Auch wenn die Mediziner vor allem die jungen Patienten ansprechen wollen, verfallen sie bei ihren Vorträgen immer mal wieder in ihr Fachchinesisch, reden von Oligodendrozyten oder verwenden Abkürzungen, ohne sie zu erklären. Trotzdem bleiben die Patienten interessiert und überlassen es nicht nur den Eltern, Fragen zu stellen. "Warum lösen manche Entzündungsherde etwas aus und andere nicht?", will beispielsweise eine Jugendliche wissen.

Richtig interessant wird es dann für sie in den Workshops.
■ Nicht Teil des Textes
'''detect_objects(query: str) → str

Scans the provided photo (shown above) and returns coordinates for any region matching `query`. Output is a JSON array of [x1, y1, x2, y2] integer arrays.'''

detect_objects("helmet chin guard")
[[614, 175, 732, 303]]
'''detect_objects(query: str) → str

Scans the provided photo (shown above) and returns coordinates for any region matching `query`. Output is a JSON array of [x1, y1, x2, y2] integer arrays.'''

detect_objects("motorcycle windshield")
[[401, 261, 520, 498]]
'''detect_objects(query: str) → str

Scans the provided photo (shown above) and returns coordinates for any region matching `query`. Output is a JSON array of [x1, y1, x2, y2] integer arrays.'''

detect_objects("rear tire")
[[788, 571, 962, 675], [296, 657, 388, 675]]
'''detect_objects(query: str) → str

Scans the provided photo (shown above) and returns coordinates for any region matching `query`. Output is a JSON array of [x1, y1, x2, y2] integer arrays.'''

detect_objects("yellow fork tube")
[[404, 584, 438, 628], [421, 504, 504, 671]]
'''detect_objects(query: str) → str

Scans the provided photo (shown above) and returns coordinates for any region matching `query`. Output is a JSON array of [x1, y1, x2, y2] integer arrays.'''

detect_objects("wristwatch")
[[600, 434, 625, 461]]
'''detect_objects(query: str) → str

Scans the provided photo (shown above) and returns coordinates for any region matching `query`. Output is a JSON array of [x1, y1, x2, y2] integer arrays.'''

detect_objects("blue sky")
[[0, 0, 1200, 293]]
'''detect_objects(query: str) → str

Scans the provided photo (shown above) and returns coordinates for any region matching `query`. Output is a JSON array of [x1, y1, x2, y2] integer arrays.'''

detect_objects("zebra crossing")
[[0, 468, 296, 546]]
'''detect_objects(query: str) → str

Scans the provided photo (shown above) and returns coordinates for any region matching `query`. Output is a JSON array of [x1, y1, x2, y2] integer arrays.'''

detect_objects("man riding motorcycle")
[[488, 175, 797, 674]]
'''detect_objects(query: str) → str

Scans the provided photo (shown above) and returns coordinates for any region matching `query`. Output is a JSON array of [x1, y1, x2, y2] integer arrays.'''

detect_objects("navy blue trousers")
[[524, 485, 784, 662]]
Dort geben die Göttinger MS-Experten praktische Ratschläge für die vielen Probleme, die die Erkrankung im Alltag mit sich bringt. Dabei geht es nicht nur um Einschränkungen in der Schule oder im Beruf, sondern auch um die Frage, ob sie später den Führerschein machen und Auto fahren können und wieviel und welchen Sport sie treiben können.

Gleichzeitig wird das Patientenforum zur Kontaktbörse: Die Kinder und Jugendlichen tauschen ihre E-Mail-Adressen aus, um sich auch weiterhin gegenseitig Tips und Informationen geben zu können, wie sie am besten mit ihrer Krankheit umgehen können.